Muitos desses trabalhos foram desenvolvidos no decorrer de sua participação no Concílio da Basileia. Por algum tempo, a Basileia tornou-se o centro do cristianismo ocidental e Nider, por sua vez, converteu-se em uma das mais importantes figuras daquela região. Como ressalta Bailey (2003b), não atuou no referido concílio apenas como representante da Ordem Dominicana, mas também como prior do convento dominicano da Basileia, que naquela ocasião era considerado o principal centro das atividades do concílio. Como membro do concílio, Nider atuou nas negociações com os Hussitas da Boêmia e nas considerações sobre o questionável status dos Begardos e Beguinas nos Países Baixos, suspeitos de serem heréticos.

Como exposto anteriormente, o alvorecer do século XV foi marcado por profundas transformações no que diz respeito às práticas mágicas e pela elaboração de inúmeros tratados, dedicados a desenvolver o novo conceito de bruxaria. No conjunto de tais escritos demonológicos e eclesiásticos, se inserem valiosos trabalhos produzidos por Nider.
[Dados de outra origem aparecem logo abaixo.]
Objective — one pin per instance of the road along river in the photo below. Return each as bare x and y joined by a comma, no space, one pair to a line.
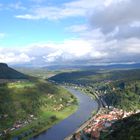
66,127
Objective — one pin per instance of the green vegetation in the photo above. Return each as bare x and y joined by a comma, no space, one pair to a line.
32,107
125,129
119,88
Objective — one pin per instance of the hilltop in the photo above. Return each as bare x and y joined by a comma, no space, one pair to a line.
7,72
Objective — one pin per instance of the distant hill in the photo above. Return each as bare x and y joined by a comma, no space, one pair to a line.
84,67
8,73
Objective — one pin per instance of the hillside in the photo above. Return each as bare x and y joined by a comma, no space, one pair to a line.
28,108
119,88
8,73
127,128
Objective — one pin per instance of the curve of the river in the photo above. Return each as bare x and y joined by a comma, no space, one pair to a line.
70,124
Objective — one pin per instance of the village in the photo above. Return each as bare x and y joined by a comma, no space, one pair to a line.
101,122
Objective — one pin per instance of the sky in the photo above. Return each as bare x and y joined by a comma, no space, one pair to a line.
69,32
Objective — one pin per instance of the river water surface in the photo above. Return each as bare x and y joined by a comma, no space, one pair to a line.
73,122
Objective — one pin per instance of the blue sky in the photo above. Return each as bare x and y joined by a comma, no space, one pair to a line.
46,32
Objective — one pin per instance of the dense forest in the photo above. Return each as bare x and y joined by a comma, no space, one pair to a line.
119,88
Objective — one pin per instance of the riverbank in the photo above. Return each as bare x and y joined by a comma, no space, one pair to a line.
34,107
70,124
100,105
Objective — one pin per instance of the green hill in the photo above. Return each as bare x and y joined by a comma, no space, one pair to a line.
9,73
125,129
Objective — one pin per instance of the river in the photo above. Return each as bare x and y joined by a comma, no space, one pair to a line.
73,122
O dominicano alemão e reformador religioso apresentou, em vários de seus tratados teológicos e morais, importantes contribuições no que concerne às concepções tardo-medievais de magia, superstição e bruxaria, além de discorrer sobre outros temas como heresias, crises religiosas, questões de ordem moral e de fé. No entanto, é preciso ter em conta que em nenhum de seus trabalhos Nider se dedica exclusivamente às bruxas — nem mesmo o Formicarius, seu mais significativo trabalho. Para Nider, a bruxaria constitui apenas um aspecto do vasto mundo religioso que ele percebe estar em crise. O objetivo de seus escritos foi, antes de tudo, promover uma reforma espiritual da cristandade. Dessa forma, suas reflexões acerca das bruxas e suas ações podem e devem ser, primeiramente, entendidas no bojo de seu espírito reformador (BAILEY, 2003b).

Ainda assim, Johannes Nider pode ser considerado um dos primeiros e mais importantes teólogos a se ocupar, na primeira metade do século XV, do emergente fenômeno da bruxaria, tanto pela quantidade de material produzido, quanto pela influência legada por seus escritos. Sua postura a respeito das representações do diabo e seus maléficos agentes permitem identificar as atitudes sustentadas pelas autoridades eclesiásticas de época em seu âmbito político e cultural (CAVALLERO, 2011). Sua obra tem importante papel no desenvolvimento da conceituação da bruxaria demoníaca. Nider não apenas realizou uma reinterpretação dos modelos

teológicos e inquisitoriais anteriores, mas reinterpretou também os relatos de eventos do final do século XIV sob a luz das novas concepções sobre a bruxaria — ou seja, de pressupostos que os informantes aos quais ele recorreu não possuíam (KORS; PETERS, 2001).

Por fim, parece oportuno observar que as obras do reformador dominicano forneceram importantes perspectivas de um novo fenômeno de maneira praticamente simultânea à sua emergência, sob uma perspectiva acadêmica, eclesiástica e reformada. Ademais, os escritos de Nider, em especial o Formicarius, serviram como importantes fontes de informação para a elaboração do mais polêmico tratado tardo-medieval sobre bruxaria, o Malleus Maleficarum: “Kramer se baseou fortemente nas descrições anteriores de seu companheiro dominicano Nider, reproduzindo largas seções dos textos de Nider, praticamente literais, no Malleus e referindo-se a ele em um ponto como o mais eminente doutor” (BAILEY, 2003b, p. 3, tradução nossa, grifo do autor).48 O quinto livro do Formicarius foi, posteriormente, incluído em muitas das primeiras impressões do grande manual de inquisição.